The memorial includes a reflecting pool flanked by two large gates, one inscribed with the time 9:01, the other with 9:03, the pool representing the moment of the blast.




One, marked 9:01, represents the peace that prevailed seconds before the bomb exploded. The second, marked 9:03, symbolizes the bomb’s aftermath, when, as the Memorial mission statement notes, those affected by the bomb were “changed forever.”





 On the south end of the memorial is The Field of Empty Chairs; a field of symbolic bronze and stone chairs—one for each person lost, arranged according to what floor of the building they were on. The chairs represent the empty chairs at the dinner tables of the victims' families. The seats of the children killed are smaller than those of the adults lost. 
 Of the 168 chairs there are two groups. One group of 163 for those who were inside the federal building at the time of the blast, and a group of five chairs at the far west end, next to the 9:03 Gate, of the Field of Empty Chairs that represent those individuals who were outside of the federal building, but lost their lives as a direct result of the attack. Four of the individuals that died outside of the federal building were on the north side of the street and the fifth individual, Rebecca Anderson, was a rescue worker who was hit with debris and died of head injuries a few days later.

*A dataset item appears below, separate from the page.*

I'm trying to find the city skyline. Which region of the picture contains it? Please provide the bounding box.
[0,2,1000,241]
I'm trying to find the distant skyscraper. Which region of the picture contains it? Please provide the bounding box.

At night the chairs are lit from below. They are decorated for the holidays.

These chairs moved me the most.



Nineteen children were killed in the building that day. Of those, fifteen were in the America's Kids Daycare which was located on the second floor represented by the second row of chairs. Three children were in the Social Security Administration on the first floor and one young girl was on the fourth floor visiting her father in his office.The chairs have been designed to look as if they are floating like a memory floats in and out of our conscience. At night the base lights up emphasizing the name etched into the glass base. The light is a soft light something like a nightlight that we would have used as children to take away the fear of the darkness .The lights in the chairs also take away the fear of the darkness; the darkness/evil that occurred at this site.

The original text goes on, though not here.